Dalam kaitan itu, menjadi nyaris mustahil jika kita berharap kasus serupa itu dapat dihentikan dalam jangka waktu dekat. Tentu kita prihatin, bahkan sangat prihatin dengan kenyataan yang terus berlangsung tersebut. Namun, terlepas dari kondisi itu, kita sangat mengapresiasi kinerja KPK.

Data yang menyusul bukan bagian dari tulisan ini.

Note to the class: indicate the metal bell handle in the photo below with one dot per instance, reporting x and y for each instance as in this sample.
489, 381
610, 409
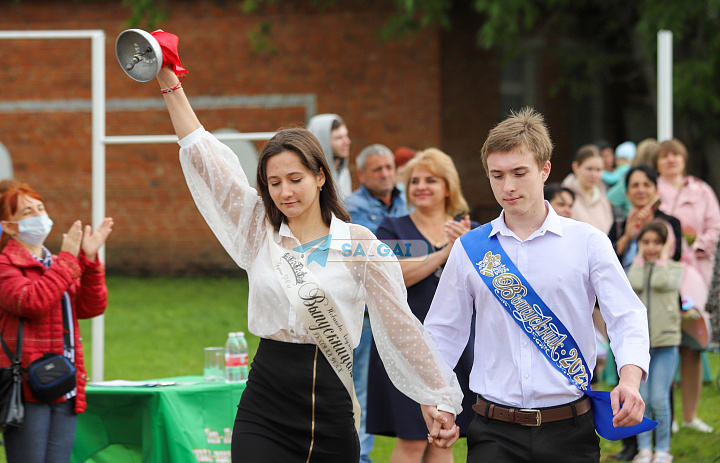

Kita mencatat dengan tinta tebal bahwa KPK dalam situasi yang dikatakan tengah berada pada kondisi tidak kondusif akibat berbagai kasus yang menimpa sejumlah mantan pemimpin lembaga antirasywah itu beberapa waktu lalu, ternyata tetap mampu menunjukkan komitmen dan jati diri dalam upaya pemberantasan korupsi. Karena itu, kita mendukung sekaligus mendorong agar komitmen dan jati diri KPK terus diperkuat.

Melalui operasi tangkap tangan terhadap Adriansyah, KPK menunjukkan bahwa dugaan terjadinya kriminalisasi dan pelemahan terhadap lembaga itu terbantahkan.

Kasus Adriansyah, di sisi lain, juga menunjukkan bahwa pemberantasan korupsi bukanlah pekerjaan mudah. Oleh karena itu, pekerjaan besar tersebut tidak serta-merta dapat diurus sendirian oleh KPK.

Lembaga penegak hukum lain, khususnya Polri dan rnkejaksaan, harus secara bersama-sama dan bahu-membahu untuk kian proaktif memperkuat upaya memerangi korupsi.

Benar belaka bahwa perang melawan korupsi sejatinya merupakan perang yang tiada henti.